Deadly European cold snap spreads
A cold snap that killed 30 people in Ukraine over the past five days spread on Tuesday to swathes of eastern and central Europe with record lows in Bulgaria and heavy snow in Switzerland and parts of Italy.
Emergency services in Ukraine said most of the dead were homeless people who froze to death on the streets, four were found in their homes, and more than 600 people sought medical help for frostbite and hypothermia.
Authorities opened 1,590 shelters to provide food and heat and were planning to set up 150 more as temperatures plunged to minus 28 degrees Celsius (minus 18 degrees Fahrenheit) in some regions.
Police in Poland reported five new deaths on Tuesday, bringing the overall toll for January to 27 as overnight temperatures dipped to minus 30 Celsius.
In Vilnius, the capital of neighbouring Lithuania, one homeless man was found dead Tuesday, bringing the death toll there to eight since Saturday.

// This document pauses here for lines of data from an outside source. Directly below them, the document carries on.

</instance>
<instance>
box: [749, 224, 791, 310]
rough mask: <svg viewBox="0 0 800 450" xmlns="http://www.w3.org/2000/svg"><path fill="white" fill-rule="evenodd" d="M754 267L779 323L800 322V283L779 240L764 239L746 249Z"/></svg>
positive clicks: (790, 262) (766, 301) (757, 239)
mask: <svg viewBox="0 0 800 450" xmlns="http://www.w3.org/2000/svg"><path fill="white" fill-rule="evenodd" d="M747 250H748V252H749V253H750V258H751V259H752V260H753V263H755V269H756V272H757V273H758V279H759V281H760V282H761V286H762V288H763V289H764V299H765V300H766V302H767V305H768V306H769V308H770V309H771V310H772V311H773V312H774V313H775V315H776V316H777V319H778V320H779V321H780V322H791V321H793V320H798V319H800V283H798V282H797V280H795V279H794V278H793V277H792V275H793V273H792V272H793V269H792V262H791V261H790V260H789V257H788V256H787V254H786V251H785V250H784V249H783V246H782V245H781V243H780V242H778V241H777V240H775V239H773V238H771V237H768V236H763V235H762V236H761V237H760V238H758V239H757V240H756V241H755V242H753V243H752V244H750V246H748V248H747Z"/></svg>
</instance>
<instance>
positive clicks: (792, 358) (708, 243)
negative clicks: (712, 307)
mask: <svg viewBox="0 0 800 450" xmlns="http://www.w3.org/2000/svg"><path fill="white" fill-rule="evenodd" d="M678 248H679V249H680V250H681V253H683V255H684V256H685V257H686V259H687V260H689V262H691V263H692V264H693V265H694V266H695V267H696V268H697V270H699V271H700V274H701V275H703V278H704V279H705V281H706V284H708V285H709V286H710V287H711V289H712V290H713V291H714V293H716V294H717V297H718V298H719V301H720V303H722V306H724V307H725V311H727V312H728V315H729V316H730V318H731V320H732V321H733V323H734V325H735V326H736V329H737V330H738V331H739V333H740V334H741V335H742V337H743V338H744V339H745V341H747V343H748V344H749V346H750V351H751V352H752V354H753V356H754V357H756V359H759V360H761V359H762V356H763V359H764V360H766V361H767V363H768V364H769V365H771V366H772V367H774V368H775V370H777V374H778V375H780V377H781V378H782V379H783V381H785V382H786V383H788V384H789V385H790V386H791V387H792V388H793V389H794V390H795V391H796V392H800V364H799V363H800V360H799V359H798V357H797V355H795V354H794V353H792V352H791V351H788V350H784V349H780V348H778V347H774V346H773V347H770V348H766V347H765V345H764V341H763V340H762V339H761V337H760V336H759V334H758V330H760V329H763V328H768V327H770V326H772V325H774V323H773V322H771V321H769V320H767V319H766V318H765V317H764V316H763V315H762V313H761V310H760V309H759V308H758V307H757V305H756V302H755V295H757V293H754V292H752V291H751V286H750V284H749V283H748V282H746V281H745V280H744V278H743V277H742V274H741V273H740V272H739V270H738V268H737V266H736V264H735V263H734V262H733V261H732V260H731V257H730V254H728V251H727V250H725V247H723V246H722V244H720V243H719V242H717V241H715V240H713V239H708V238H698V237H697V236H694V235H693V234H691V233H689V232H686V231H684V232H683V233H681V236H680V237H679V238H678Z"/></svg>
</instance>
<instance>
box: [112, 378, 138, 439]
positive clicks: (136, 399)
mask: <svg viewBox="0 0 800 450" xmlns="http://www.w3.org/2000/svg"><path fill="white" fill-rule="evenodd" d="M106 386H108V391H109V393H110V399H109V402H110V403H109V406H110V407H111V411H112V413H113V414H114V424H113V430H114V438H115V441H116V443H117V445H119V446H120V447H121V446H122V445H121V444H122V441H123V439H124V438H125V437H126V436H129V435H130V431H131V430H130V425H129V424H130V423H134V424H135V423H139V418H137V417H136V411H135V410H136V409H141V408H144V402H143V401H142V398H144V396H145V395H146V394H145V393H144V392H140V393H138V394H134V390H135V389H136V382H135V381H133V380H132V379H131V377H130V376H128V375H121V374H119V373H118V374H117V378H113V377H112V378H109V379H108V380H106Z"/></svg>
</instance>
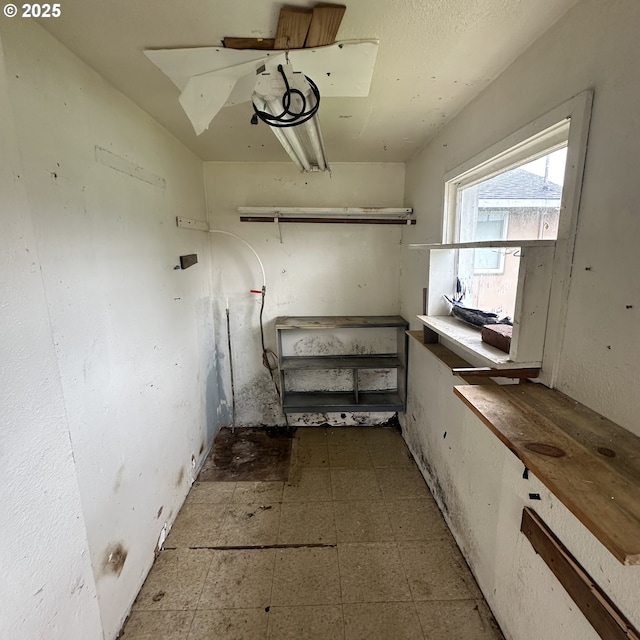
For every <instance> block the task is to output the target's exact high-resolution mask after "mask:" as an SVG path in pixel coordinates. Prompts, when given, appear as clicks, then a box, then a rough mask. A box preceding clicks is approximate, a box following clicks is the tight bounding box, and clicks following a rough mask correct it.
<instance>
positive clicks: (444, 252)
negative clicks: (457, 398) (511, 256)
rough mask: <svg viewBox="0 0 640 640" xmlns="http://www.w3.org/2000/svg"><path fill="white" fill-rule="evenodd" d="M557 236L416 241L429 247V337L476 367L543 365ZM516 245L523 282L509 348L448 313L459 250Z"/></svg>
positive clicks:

In the Czech Republic, a woman was found frozen to death in a garden shed in the capital Prague, police said.
Meanwhile, two died in Romania, raising the death toll to eight since Thursday, the health ministry said.
Temperatures plunged to minus 29 degrees Celsius in central Romania on Monday night, sending gas consumption to a record high and forcing a huge increase in gas imports, an official said.
"In Bucharest and across the country, consumption has reached a historic high," from 57 million cubic metres per day earlier this month to 69 million on Monday, economy ministry official Claudiu Stafie told a press conference.
Stafie said imports have risen day after day and were expected to stand at 17.5 million cubic metres Tuesday and hit 20 million on Wednesday.
Neighbouring Bulgaria reported record lows and the Danube started to freeze over, threatening shipping.
Eighteen towns, including the capital Sofia, recorded their coldest January 31 since records started 100 years ago, with the mercury dropping as low as minus 29 degrees Celsius in Kneja, in the northeast, according to the national weather service.
In Switzerland, some 10 centimetres (four inches) of snow fell Tuesday morning, hampering flights, and the weather service predicted temperatures would drop to minus 15 Celsius in the ski resorts of Saint-Moritz and Sils-Maria.
The cold wave began enveloping central and northern Italy on Tuesday, as emergency services braced for the most severe week in 27 years and motorways prepared for traffic disruptions.
Travellers were being advised to postpone long journeys as snow began to blanket the Emilia-Romagna, Liguria, Lombardy, Piedmont and Tuscany regions and the motorways agency said heavy trucks would likely be forced to suspend trips.
Schools and universities have been shut in the northwestern port of Genoa and snow ploughs are on alert at the airport of central Bologna, where the local civil protection agency has declared a state of alert until Thursday.